Isaac Asimov, Io, Robot
Prefazione
L'uomo di fil di ferro è un gioiellino della letteratura fantascientifica italiana del '900 ingiustamente ignorato. Pubblicato una prima volta a puntate sul Giornale illustrato dei viaggi nel 1930, fu riproposto in volume nel 1932 da Sonzogno, per poi sparire dalla circolazione editoriale; a tutt'oggi ne è disponibile una sola copia pubblica presso la Biblioteca Nazionale Centrale di Firenze.
Nel nulla resta pure il suo autore, Ciro Kahn, o Khan come riportato in un altro romanzo di genere pubblicato nel 1931 intitolato Gli astronauti del polline. Evidentemente uno pseudonimo del cui utilizzatore non si conosce alcun dato biografico.
Eppure già da questi rapidi cenni ci sarebbe materiale sufficiente per accendere l'attenzione sul romanzo. In primo luogo perché si tratta di fantascienza italiana. Genere che nel nostro paese è sempre stato snobbato da autori e critica come letteratura di bassa lega per palati poco raffinati. Uno stereotipo infondato naturalmente, poiché la fantascienza, evoluzione tecno-futuribile del fantastico, ha saputo offrire spunti di riflessione sulla società arguti e approfonditi al pari di generi considerati più nobili. Si pensi ad esempio a Cronache marziane o a Fahrenheit 451 di Ray Bradbury, per non dire comunque dell'importanza che lo stesso Italo Calvino, unico nel bel paese, riconobbe al genere, intuendone ed evidenziandone i collegamenti con il fantastico cinquecentesco, come attraverso un fiume carsico. Il Calvino delle Cosmicomiche evidentemente, ma anche quello del Visconte dimezzato e, ancor più, del Cavaliere inesistente.

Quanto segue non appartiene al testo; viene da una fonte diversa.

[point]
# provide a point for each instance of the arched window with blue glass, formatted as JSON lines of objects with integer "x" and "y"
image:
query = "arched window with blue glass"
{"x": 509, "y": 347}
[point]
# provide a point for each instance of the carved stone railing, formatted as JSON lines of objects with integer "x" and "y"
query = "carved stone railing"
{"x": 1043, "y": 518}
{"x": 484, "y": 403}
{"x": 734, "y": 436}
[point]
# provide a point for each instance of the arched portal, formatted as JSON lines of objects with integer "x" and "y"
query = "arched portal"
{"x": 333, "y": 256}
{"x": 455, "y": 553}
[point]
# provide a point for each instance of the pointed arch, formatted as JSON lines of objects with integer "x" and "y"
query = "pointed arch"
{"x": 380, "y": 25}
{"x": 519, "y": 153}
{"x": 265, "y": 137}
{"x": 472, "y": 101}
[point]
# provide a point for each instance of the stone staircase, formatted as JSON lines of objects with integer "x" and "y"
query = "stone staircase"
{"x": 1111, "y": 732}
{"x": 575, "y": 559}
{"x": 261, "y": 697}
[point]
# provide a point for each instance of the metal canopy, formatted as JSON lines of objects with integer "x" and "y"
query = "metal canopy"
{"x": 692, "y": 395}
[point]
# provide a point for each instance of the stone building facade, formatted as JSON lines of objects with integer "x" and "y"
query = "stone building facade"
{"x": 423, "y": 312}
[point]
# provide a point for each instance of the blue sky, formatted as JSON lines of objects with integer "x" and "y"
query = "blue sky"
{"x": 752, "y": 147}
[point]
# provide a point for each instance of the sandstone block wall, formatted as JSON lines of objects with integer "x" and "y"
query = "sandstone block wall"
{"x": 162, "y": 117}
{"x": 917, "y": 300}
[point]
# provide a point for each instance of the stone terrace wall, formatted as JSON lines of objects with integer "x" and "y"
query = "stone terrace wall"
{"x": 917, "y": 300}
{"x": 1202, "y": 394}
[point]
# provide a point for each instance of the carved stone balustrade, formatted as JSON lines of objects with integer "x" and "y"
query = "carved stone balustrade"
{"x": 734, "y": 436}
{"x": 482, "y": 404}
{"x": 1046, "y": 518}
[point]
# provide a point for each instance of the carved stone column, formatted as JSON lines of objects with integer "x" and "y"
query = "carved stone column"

E proprio quest'ultimo, se un antenato blasonato si vuole cercare, accosteremmo al romanzo di Kahn. Il protagonista, l'automa Zeta Otto, pur con personalità e vicende molto diverse, ricorda infatti l'Agilulfo calviniano. Inoltre gli interrogativi che l'automa si pone a proposito del rapporto con gli umani anticipano di vent'anni le tematiche della saga robotica di Isaac Asimov. Così come la Roma futuribile, in cui è ambientato il romanzo, precorre di molto tempo le metropoli di film come Blade runner e di anime come Ghost in the shell.
Il tutto però senza mai perdere la credibilità della costruzione immaginaria, che mantiene una propria verosimiglianza. Diremmo infatti che, tra le varie visioni dell'oggi proposte dalla fantascienza dell'ultimo secolo, quella di Kahn è tra le più azzeccate. Certamente non deve essere estranea la lezione del futurismo la quale, anziché inventare improbabili novità, spinge a portare agli estremi quanto già esistente. Per dirlo in altre parole: non nuove macchine, ma macchine più performanti.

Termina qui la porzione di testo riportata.